Free Speech: It’s Not Always Pretty

By on January 26, 2007

Living in a society that values the right to freedom of speech means sometimes having to see and hear things that are profoundly offensive. Understandably, it is in the face of this type of speech that the cries for censorship are often the loudest—which for free speech activists means it’s time to put aside our own personal revulsion and kick into high gear. For example, various news outlets are reporting that students at Tarleton State University in Texas held a party on Martin Luther King Jr. Day “that mocked black stereotypes by featuring fried chicken, malt liquor and faux gang apparel.” Not surprisingly, the party—pictures of which are circulating online—has sparked outrage at the university, and university authorities are reportedly commencing an investigation.
 
This is the time when defenders of liberty need to stand on principle. Most people with common decency will find the pictures from the Tarleton State party quite repugnant—I know I did. But repugnant does not mean punishable. The First Amendment—which is binding on a public university like Tarleton State—protects a great deal of speech that many people would find deeply offensive. As the U.S. Supreme Court eloquently stated in Cohen v. California, 403 U.S. 15, 24-25 (1971): 
To many, the immediate consequence of [freedom of speech] may often appear to be only verbal tumult, discord, and even offensive utterance. These are, however, within established limits, in truth necessary side effects of the broader enduring values which the process of open debate permits us to achieve. That the air may at times seem filled with verbal cacophony is, in this sense not a sign of weakness but of strength. We cannot lose sight of the fact that, in what otherwise might seem a trifling and annoying instance of individual distasteful abuse of a privilege, these fundamental societal values are truly implicated. (Emphasis added.) 

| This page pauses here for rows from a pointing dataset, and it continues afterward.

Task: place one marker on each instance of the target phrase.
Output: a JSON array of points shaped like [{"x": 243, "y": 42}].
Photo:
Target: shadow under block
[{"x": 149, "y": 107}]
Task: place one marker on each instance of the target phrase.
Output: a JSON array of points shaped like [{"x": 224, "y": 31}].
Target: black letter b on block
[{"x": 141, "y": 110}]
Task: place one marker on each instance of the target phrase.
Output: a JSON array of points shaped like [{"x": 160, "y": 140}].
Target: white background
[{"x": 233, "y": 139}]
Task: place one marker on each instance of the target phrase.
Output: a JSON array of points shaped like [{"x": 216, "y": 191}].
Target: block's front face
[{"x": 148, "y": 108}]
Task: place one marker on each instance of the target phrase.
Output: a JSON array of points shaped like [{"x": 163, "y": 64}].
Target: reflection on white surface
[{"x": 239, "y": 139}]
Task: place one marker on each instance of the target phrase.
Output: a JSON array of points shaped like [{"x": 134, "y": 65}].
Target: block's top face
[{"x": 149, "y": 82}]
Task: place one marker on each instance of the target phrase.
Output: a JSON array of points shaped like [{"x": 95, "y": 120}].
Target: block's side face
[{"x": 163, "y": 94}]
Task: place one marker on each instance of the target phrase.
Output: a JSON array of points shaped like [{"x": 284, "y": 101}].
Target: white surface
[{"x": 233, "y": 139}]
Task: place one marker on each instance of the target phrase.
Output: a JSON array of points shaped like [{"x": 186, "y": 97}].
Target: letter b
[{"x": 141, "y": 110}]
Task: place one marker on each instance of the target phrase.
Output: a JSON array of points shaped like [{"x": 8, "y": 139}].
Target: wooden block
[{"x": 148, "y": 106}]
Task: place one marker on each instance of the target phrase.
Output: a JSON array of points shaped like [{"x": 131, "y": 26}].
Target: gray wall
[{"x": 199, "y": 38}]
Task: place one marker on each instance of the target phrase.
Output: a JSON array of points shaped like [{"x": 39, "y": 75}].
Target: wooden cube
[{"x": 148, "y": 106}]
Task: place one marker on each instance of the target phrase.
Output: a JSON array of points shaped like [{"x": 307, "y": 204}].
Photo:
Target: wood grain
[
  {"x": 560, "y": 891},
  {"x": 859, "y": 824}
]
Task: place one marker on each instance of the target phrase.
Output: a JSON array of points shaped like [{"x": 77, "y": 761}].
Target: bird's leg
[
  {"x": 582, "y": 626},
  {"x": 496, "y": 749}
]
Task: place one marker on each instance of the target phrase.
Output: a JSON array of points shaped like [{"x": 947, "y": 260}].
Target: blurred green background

So what does this mean for the Tarleton State revelers? It means they should be reviled and ridiculed for their behavior, but not censored. The university should cease its investigation into what was unquestionably constitutionally protected speech, and instead direct its energies toward providing people a forum with which to counter the partygoers’ offensive speech not with punishment but rather with the proper remedy: more speech.